Running Neo4j with Hosted Kubernetes in Google Cloud

David Allen
Jan 30, 2018 · 5 min read

Update: since this article was originally written, Google launched Kubernetes applications on GCP Marketplace. If you’re interested in a point-and-click approach specifically, please have a look at my other post on how to launch that. This post still contains accurate information, but is focused on a helm-based deploy.

Introduction

Since Neo4j published docker images, there are a huge number of options for how to deploy it. Because neo4j can be run as a clustered database, it’s helpful to use a container orchestration tool such as something lightweight like docker-compose, or something more robust like kubernetes.

Kubernetes is an open-source platform for automating deployments, scaling, and operations of containers across clusters of hosts. So essentially, it’s just the sort of tool that’s useful in maintaining a cluster of neo4j instances derived from docker containers. Google’s GCP provides a hosted Kubernetes engine option, so it is quite easy to set up a kubernetes cluster and deploy applications to it, which is what we’ll do today.

Prerequisites

The gcloud utility is a set of software that allows command line interaction with the Google Cloud.
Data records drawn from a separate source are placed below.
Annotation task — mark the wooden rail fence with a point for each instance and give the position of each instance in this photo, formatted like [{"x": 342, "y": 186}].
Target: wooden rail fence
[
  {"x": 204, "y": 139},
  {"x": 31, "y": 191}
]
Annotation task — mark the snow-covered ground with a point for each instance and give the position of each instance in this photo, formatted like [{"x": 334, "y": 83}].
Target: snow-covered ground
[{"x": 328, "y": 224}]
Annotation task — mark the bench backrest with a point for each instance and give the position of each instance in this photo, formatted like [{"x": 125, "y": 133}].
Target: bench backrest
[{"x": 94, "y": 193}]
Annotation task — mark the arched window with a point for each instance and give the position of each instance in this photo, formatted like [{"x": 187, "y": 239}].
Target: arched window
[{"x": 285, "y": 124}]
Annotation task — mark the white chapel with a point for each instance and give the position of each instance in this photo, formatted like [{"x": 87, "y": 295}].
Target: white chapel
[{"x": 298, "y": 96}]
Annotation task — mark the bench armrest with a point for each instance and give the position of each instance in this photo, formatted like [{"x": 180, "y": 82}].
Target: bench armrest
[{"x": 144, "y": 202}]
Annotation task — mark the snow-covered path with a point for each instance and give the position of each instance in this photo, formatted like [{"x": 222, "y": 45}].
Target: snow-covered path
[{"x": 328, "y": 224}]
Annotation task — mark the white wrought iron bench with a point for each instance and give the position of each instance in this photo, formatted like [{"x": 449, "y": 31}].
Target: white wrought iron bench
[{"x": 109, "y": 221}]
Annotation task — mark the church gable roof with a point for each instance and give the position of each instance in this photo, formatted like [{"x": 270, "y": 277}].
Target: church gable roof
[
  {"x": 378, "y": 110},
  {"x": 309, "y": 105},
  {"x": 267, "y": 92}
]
It’s equivalent to Amazon’s aws wrapper utility.

You’ll need it, so head over to that page and install it first!

You’ll also need a utility called kubectl which controls kubernetes clusters, which you can get from the kubernetes page, for just about any OS.

Create a Hosted Kubernetes Cluster on GCP

In the google cloud console, go to the Kubernetes clusters page, navigating like this:

Next, we’ll configure a kubernetes cluster, in this case just with 1 node (the “Size” parameter) since we don’t need a lot of extra capacity for this test instance. Remember that the cost scales with the number of nodes you need and the resources given to them. But this is a critical setting; later in this tutorial we’ll be deploying 3 neo4j pods onto a single node. Obviously this is only for demonstration purposes, as that type of deployment topology would not make sense in production, where you would want redundancy in your nodes to keep the cluster running should any one node fail.

Configuring a new cluster has many options; for our purposes I took most of the defaults, and clicked “Create” at the bottom, but of course full documentation is available from Google.

Make sure that your cluster has a minimum of 3 nodes. When deploying a causal cluster, we’ll be deploying a minimum of 3 different containers to the kubernetes cluster. (Or more, if you end up adding read replicas)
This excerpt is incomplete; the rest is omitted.